Both women overcame the odds — and their own family histories — to stave off heart disease, using diet and exercise.
While working together as associates at the Harrisonburg Belk department store, Beasley andFrye are participating in a contest for heart health awareness. They’re challenged to exercise at least 30 minutes per day, five days a week, and change their eating habits for the better.
So far, through customer and associate fundraising, the Harrisonburg location has topped the list in its region, spanning from as far south as Danville to all Belk stores north of I-64.
For these ladies, however, a shift has come naturally: after each had health scares, they’ve made major lifestyle changes.
Beating Their Own Histories
Beasley’s family tree is rife with heart disease. From a young age, she’s been aware that, if she wasn’t proactive, the clock was ticking on her ticker.
When her blood pressure became uncontrollable and her physician prescribed beta blockers, she was immediately determined to leave medication behind.
“I started in my 30s,” she says. “I wanted to live past 71,” the age by which her uncles had all died of heart disease.
Within a few years of cutting out red meat and sugars, switching to soy milk, loading her plate with vegetables and upping her exercise routine, she checked back in with her doctor.
“He said my valves looked great and wouldn’t have to be replaced. ... It worked,” she said. “I don’t feel 65 ½.
“When I think of age 65, I think of my grandmother ... with the little knot in her hair, an apron, a floral dress ... she looked 65,” Frye said with a laugh.
By contrast, longevity is on her family’s side, with her mother now 92 years old and a grandfather who lived to be 102.
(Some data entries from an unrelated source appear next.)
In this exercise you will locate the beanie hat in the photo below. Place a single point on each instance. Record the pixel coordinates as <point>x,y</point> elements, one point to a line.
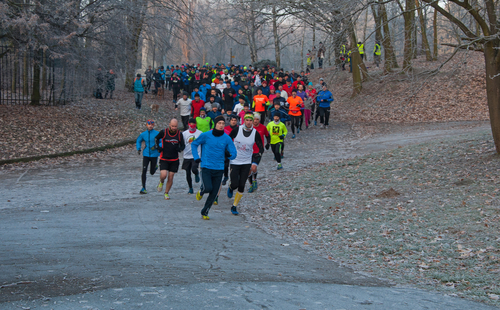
<point>219,118</point>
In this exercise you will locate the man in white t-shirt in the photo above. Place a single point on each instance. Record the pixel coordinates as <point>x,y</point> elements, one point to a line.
<point>244,137</point>
<point>185,105</point>
<point>188,162</point>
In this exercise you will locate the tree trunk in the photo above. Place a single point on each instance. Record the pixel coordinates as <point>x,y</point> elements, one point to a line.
<point>302,48</point>
<point>378,26</point>
<point>492,62</point>
<point>25,74</point>
<point>134,24</point>
<point>423,27</point>
<point>408,15</point>
<point>44,70</point>
<point>357,85</point>
<point>277,51</point>
<point>35,94</point>
<point>389,56</point>
<point>434,26</point>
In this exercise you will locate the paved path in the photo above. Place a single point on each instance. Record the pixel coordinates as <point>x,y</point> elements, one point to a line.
<point>80,236</point>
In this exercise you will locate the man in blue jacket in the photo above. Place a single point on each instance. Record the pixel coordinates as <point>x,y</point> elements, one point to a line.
<point>214,145</point>
<point>324,99</point>
<point>149,154</point>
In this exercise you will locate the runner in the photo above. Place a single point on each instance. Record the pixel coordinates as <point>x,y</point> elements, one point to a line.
<point>214,145</point>
<point>296,104</point>
<point>203,122</point>
<point>256,157</point>
<point>149,154</point>
<point>233,123</point>
<point>278,133</point>
<point>171,145</point>
<point>260,104</point>
<point>188,162</point>
<point>185,105</point>
<point>244,137</point>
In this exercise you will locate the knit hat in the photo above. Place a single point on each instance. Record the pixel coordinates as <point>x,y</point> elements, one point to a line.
<point>248,115</point>
<point>219,118</point>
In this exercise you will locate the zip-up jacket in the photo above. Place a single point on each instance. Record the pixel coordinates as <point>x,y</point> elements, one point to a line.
<point>149,139</point>
<point>172,145</point>
<point>213,150</point>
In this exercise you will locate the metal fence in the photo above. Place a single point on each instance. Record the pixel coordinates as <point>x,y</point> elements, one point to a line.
<point>35,77</point>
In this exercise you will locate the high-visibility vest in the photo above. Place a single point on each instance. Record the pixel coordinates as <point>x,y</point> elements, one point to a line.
<point>342,49</point>
<point>361,48</point>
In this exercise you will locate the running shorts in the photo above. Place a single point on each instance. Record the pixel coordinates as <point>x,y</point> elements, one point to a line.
<point>172,166</point>
<point>256,159</point>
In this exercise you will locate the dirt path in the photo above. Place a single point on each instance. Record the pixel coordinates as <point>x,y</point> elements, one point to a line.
<point>78,228</point>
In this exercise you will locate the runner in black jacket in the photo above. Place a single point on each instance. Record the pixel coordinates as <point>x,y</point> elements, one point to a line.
<point>172,143</point>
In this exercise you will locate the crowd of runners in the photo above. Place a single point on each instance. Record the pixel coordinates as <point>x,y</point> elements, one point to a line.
<point>223,112</point>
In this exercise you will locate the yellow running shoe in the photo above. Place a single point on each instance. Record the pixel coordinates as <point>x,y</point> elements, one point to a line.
<point>198,195</point>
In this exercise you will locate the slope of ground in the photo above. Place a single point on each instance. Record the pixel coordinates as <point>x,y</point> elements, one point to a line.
<point>456,92</point>
<point>33,131</point>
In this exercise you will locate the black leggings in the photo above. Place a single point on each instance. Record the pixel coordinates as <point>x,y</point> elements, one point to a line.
<point>324,115</point>
<point>239,176</point>
<point>211,181</point>
<point>226,167</point>
<point>295,122</point>
<point>277,149</point>
<point>185,121</point>
<point>190,166</point>
<point>145,163</point>
<point>177,91</point>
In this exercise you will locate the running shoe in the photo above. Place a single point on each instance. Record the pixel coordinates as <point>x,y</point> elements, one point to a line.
<point>234,211</point>
<point>199,195</point>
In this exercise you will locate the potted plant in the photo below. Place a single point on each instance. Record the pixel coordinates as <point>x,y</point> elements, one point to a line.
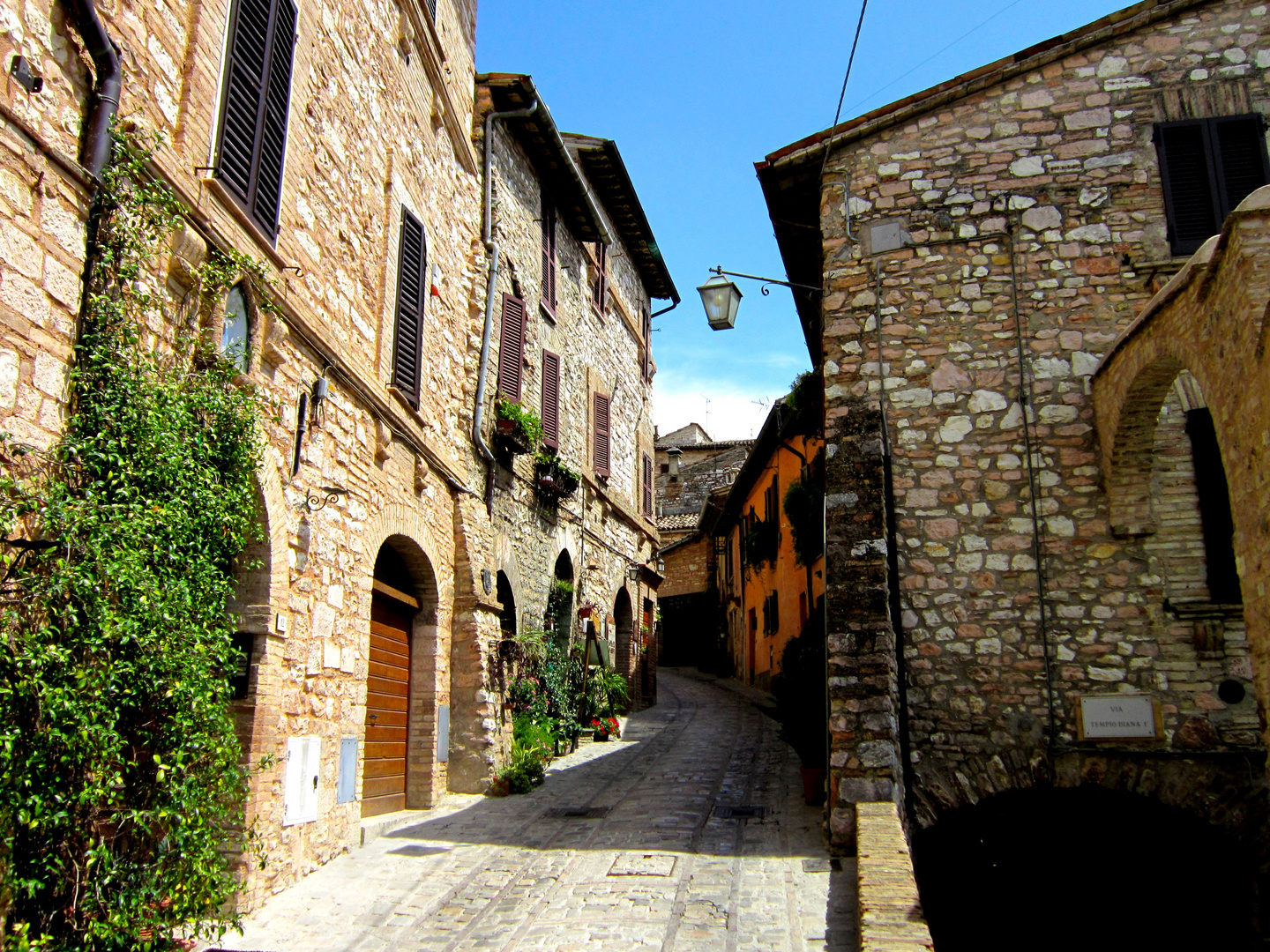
<point>554,478</point>
<point>517,428</point>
But when she was 28, Frye was diagnosed with uterine cancer. Then in her 50’s, an onslaught of colon cancer, lymphoma and mouth cancer surfaced.
She, too, was determined to stay off medication as much as possible. Frye also cut out red meat, watched her diet more closely and started walking for exercise once confronted with blood pressure medication.
“Due to healthy diet,” she recalled her doctor jotting down, as the reason for taking her off the medication. She’s lost 30 pounds since October, exceeding her goal by 10 pounds.
Awareness, Attitude Key
“A happy attitude,” Beasley notes, is part of their secret to health. “Margie’s happy!” she added as they laughed.
Battling stress, she said, is huge for heart health. When she was pushing her cart in the grocery store, she was in a frazzled rush — and wrote off a heart attack as indigestion.
Being honest and assertive, with oneself as well as with doctors, is important, she said.
“If every woman would just know, to be aware of their body, and keep it in mind that things can be going on,” she said. “If you change your diet and exercise, you can live a long life. ... You can repair what’s been done.”